The thrill of discovery, chronicled as a turning-point in the appreciation of ancient art and societies, connects the exhibition “Wonderful Things: The Harry Burton Photographs and the Discovery of the Tomb of Tutankhamun” at the Michael C. Carlos Museum
of Emory University to “Tutankhamun: The Golden King and the Great Pharaohs” at the Boisfeuillet Jones Atlanta Civic Center. On view at the Carlos Museum through May 25, 2009, “Wonderful Things” brings to Atlanta 50 photographs showcasing the discovery of the tomb of Tutankhamun in 1922. These photographs not only bring to life the excitement of the discovery and excavation of the tomb, but also highlight Harry Burton’s artistic genius as he captured some of the most evocative images ever put on film.
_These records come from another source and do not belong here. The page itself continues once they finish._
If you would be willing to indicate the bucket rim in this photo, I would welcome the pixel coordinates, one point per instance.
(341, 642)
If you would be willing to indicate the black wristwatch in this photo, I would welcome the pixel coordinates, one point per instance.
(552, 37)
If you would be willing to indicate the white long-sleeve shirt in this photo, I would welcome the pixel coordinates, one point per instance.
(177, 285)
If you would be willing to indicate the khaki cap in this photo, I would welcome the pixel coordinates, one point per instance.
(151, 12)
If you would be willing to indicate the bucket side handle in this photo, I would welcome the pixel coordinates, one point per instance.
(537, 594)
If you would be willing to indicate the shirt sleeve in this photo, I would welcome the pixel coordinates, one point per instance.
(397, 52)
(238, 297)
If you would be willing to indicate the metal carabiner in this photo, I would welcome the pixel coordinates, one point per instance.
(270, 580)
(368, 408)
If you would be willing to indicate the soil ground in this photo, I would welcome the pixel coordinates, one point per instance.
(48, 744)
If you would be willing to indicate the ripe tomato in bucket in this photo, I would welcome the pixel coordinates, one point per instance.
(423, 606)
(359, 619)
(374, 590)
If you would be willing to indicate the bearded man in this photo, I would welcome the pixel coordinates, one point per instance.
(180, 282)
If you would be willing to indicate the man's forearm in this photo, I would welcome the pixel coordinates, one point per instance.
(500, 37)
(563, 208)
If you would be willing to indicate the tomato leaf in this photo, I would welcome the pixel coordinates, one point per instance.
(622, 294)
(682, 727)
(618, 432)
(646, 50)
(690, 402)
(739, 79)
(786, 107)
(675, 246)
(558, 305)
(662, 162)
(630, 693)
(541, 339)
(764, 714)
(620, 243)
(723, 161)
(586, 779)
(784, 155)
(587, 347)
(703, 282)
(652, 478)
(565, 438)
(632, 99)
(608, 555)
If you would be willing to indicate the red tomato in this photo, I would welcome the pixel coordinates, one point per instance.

Visitors can see how the photographs were taken, the way in which they were used, and how these images of the excavation captured the imagination of the world.
Providing context to the objects from the Tutankhamun exhibition at the Atlanta Civic Center, “Wonderful Things” highlights some of the great puzzles and unforgettable masterpieces from the reign of the “boy king.” Dr. Peter Lacovara, Senior Curator of Ancient Egyptian, Nubian, and Near Eastern Art, said, “The Atlanta community is getting a glimpse into what it took to bring Tutankhamun’s treasures to the world, the atmosphere in which they were discovered, and the opening they provided archaeologists in their search to understand this ancient civilization.” Harry Burton’s photography is made more remarkable by his use of primitive equipment under difficult conditions. In addition to Burton’s world famous photographs the exhibit also shows his experimentation with motion pictures and color photography as well as the ways his photographs popularized the discovery of the tomb. On view there is also objects that highlight Howard Carter’s career and his search for the tomb, including drinking vessels of Tutankhamun, on loan from The Metropolitan Museum of Art, that led to the discovery and a rare sculpture of the boy king himself. Harry Burton’s iconic photographs at the Carlos Museum includes one of Tutankhamun’s mummy mask and another depicting Anubis, god of mummification and the journey into the afterlife, protecting Tutankhamun's canopic shrine containing his internal organs. Also included is a painting by Howard Carter lent by London collector, Rupert Wace, that highlights Carter’s talent as an artist and his love of Egyptian art.
Wonderful Things: The Photography of Harry Burton and the Discovery of the Tomb of Tutankhamun captures every step of the archaeologists' painstakingly detailed work in and around the tomb, one of the first large-scale excavations to be so thoroughly recorded. Harry Burton took more than 1400 large format black-and-white images to try to document the experience of the discovery and excavation. The photographs in the exhibition document the Valley of the Kings, the initial discovery of the tomb, the dramatic moment when the excavators first glimpsed the dazzling array of artifacts, the entry to the burial chamber, the series of shrines and coffins that protected the king, and the king's mummy, wreathed in floral collars and bedecked with gold jewelry. The discovery of these treasures could have easily escaped archeologists. Tutankhamun’s tomb was small and of “non-royal proportions” – it was later covered by debris from the construction of the Tomb of Ramesses VI. On November 4, 1922, archaeologist, Howard Carter, discovered the sealed doorway, stamped with the name of Tutankhamun and quickly cabled his benefactor, Lord Carnarvon. Two weeks later, standing in front of his benefactor, as he opened the door to the tomb, Carter described the moment, when the “details of the room within emerged slowly from the mist” with Lord Carnarvon inquiring anxiously, “What do you see?” Carter said, “I see wonderful things.”
Harry Burton was an accomplished archaeological photographer who began working in Egypt in 1910. In 1914, he joined the staff of the Egyptian Expedition of The Metropolitan Museum of Art. When Howard Carter and Lord Carnarvon discovered the tomb of Tutankhamun in 1922, Burton's services were loaned to the British team. Two sets of Burton negatives exist, one in the collection of The Metropolitan Museum of Art, New York, the other with Howard Carter's papers now in the Griffith Institute, Oxford, UK. The prints to be exhibited at the Carlos Museum are being loaned by The Metropolitan Museum of Art and the Griffith Institute.